The first MATCH retrieves a row number, and the second MATCH retrieves the column number.

*Note: we are using XMATCH in this example because the configuration is slightly easier (XMATCH defaults to exact match), but the original MATCH function will work fine as well.*

In the worksheet shown, the specific formula used in cell J5 is as follows:

`=INDEX(C5:G16,XMATCH(I5,B5:B16),XMATCH(J4:L4,C4:G4))`

Working from the inside out, the first XMATCH function returns a row number:

`XMATCH(I5,B5:B16) // returns 6`

Because April 6 is the sixth value in the range B5:B16, the first XMATCH function returns 6. The second XMATCH function is used to find the required columns like this:

`XMATCH(J4:L4,C4:G4) // returns {1,3,5}`

This is the clever bit. Notice the *lookup_value* is the *range* J4:L4, which contains "Red", "Blue", and "Green", and the *lookup_array* is the desired columns in C4:G4. Since we are asking XMATCH to find 3 values, it returns an array with 3 results:

`{1,3,5}`

The numbers in this array are the numeric positions of the "Red", "Blue", and "Green" in the range C4:G4. After both MATCH formulas run, we have the following inside INDEX:

`=INDEX(C5:G16,6,{1,3,5}) // returns {7,9,8}`

The INDEX function then returns the values for April 6 (row 6 in the data) for the "Red", "Blue", and "Green" columns only, and the values spill into the range J5:L5.

*Note: in a modern version of Excel that supports dynamic array formulas, this formula will just work. In an older version of Excel, you will need to use the MATCH function instead of XMATCH and enter the formula as a multi-cell array formula.*

### XLOOKUP

How can this problem be solved using XLOOKUP? One approach is to use the XMATCH function together with the CHOOSECOLS function to alter the original data like this:

`=XLOOKUP(I5,B5:B16,CHOOSECOLS(C5:G16,XMATCH(J4:L4,C4:G4)))`

Here, the lookup value is the date in cell I5 as before, and the lookup array is the range B5:B16. The *return_array* is created on the fly with XMATCH and CHOOSECOLS. XMATCH returns the array {1,3,5} as explained above, and the result from MATCH is returned to CHOOSECOLS as the *col_num1* argument and C5:G16 as the *array*. CHOOSECOLS then returns columns 1, 3, and 5 to XLOOKUP as the *return_array*.
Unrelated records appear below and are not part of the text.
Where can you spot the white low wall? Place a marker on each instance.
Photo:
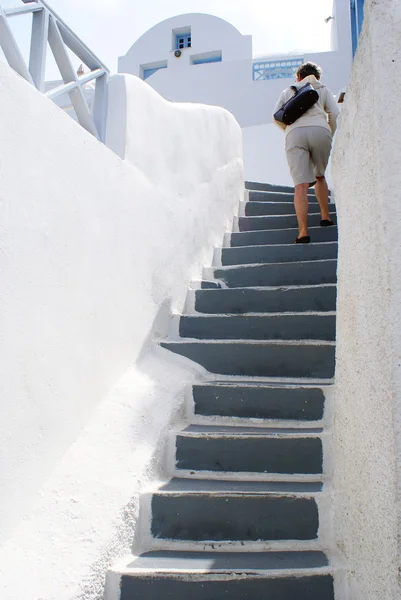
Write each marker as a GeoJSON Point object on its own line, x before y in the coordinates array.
{"type": "Point", "coordinates": [366, 168]}
{"type": "Point", "coordinates": [95, 253]}
{"type": "Point", "coordinates": [264, 155]}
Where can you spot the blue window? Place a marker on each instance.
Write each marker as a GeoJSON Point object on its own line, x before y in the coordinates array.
{"type": "Point", "coordinates": [183, 41]}
{"type": "Point", "coordinates": [202, 59]}
{"type": "Point", "coordinates": [149, 70]}
{"type": "Point", "coordinates": [276, 69]}
{"type": "Point", "coordinates": [356, 21]}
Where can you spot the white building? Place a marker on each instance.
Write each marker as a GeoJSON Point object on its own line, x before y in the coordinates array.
{"type": "Point", "coordinates": [202, 58]}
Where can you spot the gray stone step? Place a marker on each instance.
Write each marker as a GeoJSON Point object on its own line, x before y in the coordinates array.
{"type": "Point", "coordinates": [294, 273]}
{"type": "Point", "coordinates": [301, 326]}
{"type": "Point", "coordinates": [228, 575]}
{"type": "Point", "coordinates": [282, 236]}
{"type": "Point", "coordinates": [269, 187]}
{"type": "Point", "coordinates": [194, 484]}
{"type": "Point", "coordinates": [276, 196]}
{"type": "Point", "coordinates": [278, 207]}
{"type": "Point", "coordinates": [222, 515]}
{"type": "Point", "coordinates": [260, 359]}
{"type": "Point", "coordinates": [247, 255]}
{"type": "Point", "coordinates": [278, 222]}
{"type": "Point", "coordinates": [209, 285]}
{"type": "Point", "coordinates": [259, 401]}
{"type": "Point", "coordinates": [265, 300]}
{"type": "Point", "coordinates": [208, 449]}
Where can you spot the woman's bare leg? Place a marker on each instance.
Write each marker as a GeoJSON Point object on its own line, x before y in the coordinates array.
{"type": "Point", "coordinates": [301, 208]}
{"type": "Point", "coordinates": [322, 195]}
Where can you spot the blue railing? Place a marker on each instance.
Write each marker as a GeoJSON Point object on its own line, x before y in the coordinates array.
{"type": "Point", "coordinates": [356, 21]}
{"type": "Point", "coordinates": [276, 69]}
{"type": "Point", "coordinates": [49, 30]}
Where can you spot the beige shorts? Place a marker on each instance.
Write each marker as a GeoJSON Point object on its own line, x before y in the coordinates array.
{"type": "Point", "coordinates": [308, 150]}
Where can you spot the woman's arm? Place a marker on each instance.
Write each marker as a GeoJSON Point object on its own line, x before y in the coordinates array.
{"type": "Point", "coordinates": [331, 108]}
{"type": "Point", "coordinates": [279, 104]}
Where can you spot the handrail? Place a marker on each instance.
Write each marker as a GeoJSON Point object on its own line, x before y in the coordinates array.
{"type": "Point", "coordinates": [48, 27]}
{"type": "Point", "coordinates": [279, 68]}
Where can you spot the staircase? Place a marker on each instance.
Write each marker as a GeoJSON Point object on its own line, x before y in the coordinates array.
{"type": "Point", "coordinates": [247, 511]}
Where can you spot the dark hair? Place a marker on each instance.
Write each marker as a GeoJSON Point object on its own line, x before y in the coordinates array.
{"type": "Point", "coordinates": [309, 69]}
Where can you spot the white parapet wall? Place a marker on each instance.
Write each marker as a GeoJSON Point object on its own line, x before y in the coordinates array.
{"type": "Point", "coordinates": [366, 168]}
{"type": "Point", "coordinates": [96, 253]}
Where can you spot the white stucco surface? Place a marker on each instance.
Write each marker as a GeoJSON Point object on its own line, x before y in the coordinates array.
{"type": "Point", "coordinates": [266, 145]}
{"type": "Point", "coordinates": [95, 254]}
{"type": "Point", "coordinates": [367, 424]}
{"type": "Point", "coordinates": [230, 83]}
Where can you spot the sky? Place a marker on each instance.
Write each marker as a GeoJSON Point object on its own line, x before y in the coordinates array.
{"type": "Point", "coordinates": [110, 27]}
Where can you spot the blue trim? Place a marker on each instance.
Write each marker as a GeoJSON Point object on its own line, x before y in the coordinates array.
{"type": "Point", "coordinates": [202, 61]}
{"type": "Point", "coordinates": [148, 72]}
{"type": "Point", "coordinates": [357, 15]}
{"type": "Point", "coordinates": [276, 69]}
{"type": "Point", "coordinates": [183, 41]}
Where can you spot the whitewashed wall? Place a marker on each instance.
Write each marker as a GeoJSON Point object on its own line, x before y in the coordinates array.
{"type": "Point", "coordinates": [230, 83]}
{"type": "Point", "coordinates": [367, 427]}
{"type": "Point", "coordinates": [95, 254]}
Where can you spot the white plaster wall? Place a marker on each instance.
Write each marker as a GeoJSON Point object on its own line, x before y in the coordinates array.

### XLOOKUP vs INDEX and MATCH

This problem illustrates a key difference between XLOOKUP and INDEX and MATCH: because INDEX and MATCH formulas use a *numeric index* for both rows and columns, it is easy to modify these values before they are used in the INDEX function. XLOOKUP on the other hand deals with *ranges*. To make column ranges dynamic, you sometimes need to use another function like CHOOSECOLS. Both XLOOKUP and INDEX and MATCH offer flexibility and functionality for manipulating and retrieving data, but your choice between them will depend on the specific needs of your project.